9th Inter-University Graduate Conference: Constructions, Discourse and Representations

17 May 2008 

The Inter-University conference was created by post-graduate students at Cambridge and LSE.  Since its beginning the conference has aimed to provide a friendly and constructive environment for post-graduates to present their work and make contacts with students at other universities.  
 
May 17th 2008 marked the 9th year of the conference and in many ways a very memorable one. We had over 70 attendees travelling from 8 different countries, 43 of whom presented papers.  Paper topics were diverse but tended to be from psychological and sociological perspectives.  There were a number of sessions focused around issues of culture, Self/Identity, society and social representations, as well as sessions on narrative, cognition, health and methodology.  
 
This year’s keynote Wolfgang Wagner, from Johannes Kepler Universität in Austria, turned out to be an excellent choice.  The title of his lecture was “The Social Side of Essentialism: Identity, Racism and Monstrosity”.  It was broad enough in subject matter to appeal to the diverse group of attendees and concrete enough for them all to follow his argument.  
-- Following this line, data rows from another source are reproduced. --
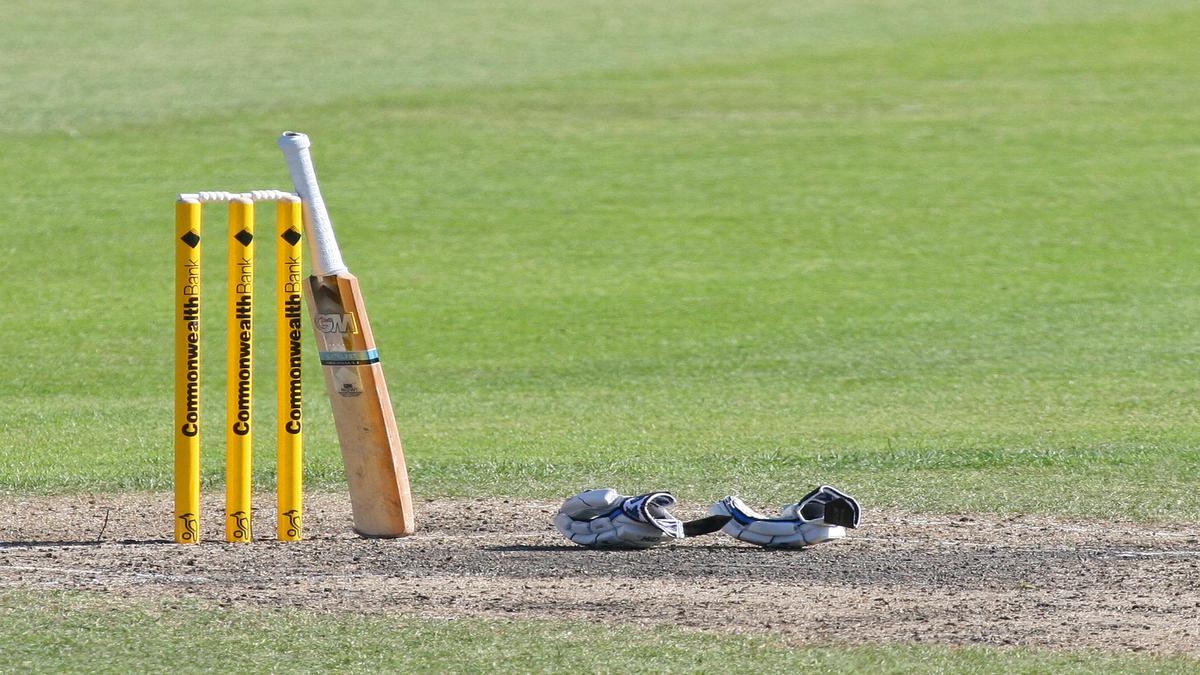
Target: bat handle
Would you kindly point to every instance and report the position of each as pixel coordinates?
(327, 257)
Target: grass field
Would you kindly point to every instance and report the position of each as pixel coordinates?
(941, 255)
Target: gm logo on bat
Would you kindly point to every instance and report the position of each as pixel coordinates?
(339, 323)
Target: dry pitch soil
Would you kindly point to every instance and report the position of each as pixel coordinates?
(900, 578)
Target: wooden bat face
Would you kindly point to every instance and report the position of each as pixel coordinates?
(366, 424)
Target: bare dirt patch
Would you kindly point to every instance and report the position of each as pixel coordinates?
(948, 579)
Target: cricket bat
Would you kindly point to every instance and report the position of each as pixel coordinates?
(366, 424)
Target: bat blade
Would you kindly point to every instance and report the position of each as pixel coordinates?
(366, 425)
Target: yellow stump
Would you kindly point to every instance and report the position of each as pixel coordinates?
(288, 284)
(239, 368)
(189, 225)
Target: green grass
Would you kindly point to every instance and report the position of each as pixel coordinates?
(79, 632)
(939, 254)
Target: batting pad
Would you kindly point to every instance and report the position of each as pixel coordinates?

The quality of presentations was such that we have decided to dedicate the first issue of the new online Journal, Psychology and Society edited by Julian Oldmeadow and Brady Wagoner, to papers presented at the conference.  The Journal’s aims are similar to that of the conference, i.e. to provide a forum for post-graduate to communicate their work and start a constructive dialogue with students at other Universities.  It utilizes the online medium to enable readers to comment and rate published papers (like on amazon.co.uk).  Thus, the first issue can be seen as a direct continuation of the work presented and discussed at the conference.  
 
Lastly, I should mention that the week following the conference I have had numerous e-mails from participants thanking me, and all those involved, for their truly positive experiences at the conference.  Here’s just a sampling of comments:

‘It was a very productive and friendly meeting.’ Kirill

‘Thanks so much for helping to make this a really enjoyable and worthwhile experience.’ Sheilagh

‘Just a quick note to thank you for the conference on Saturday, everything was so well organised and there were some really interesting papers presented.’ Fiona

‘Big thanks to everyone involved in the conference, I had a really good day, there was lots of really high quality interesting stuff and it was great to meet people’  Victoria

These spontaneous comments suggest to me that we not only fulfilled our aims (outlined above) but excelled at them!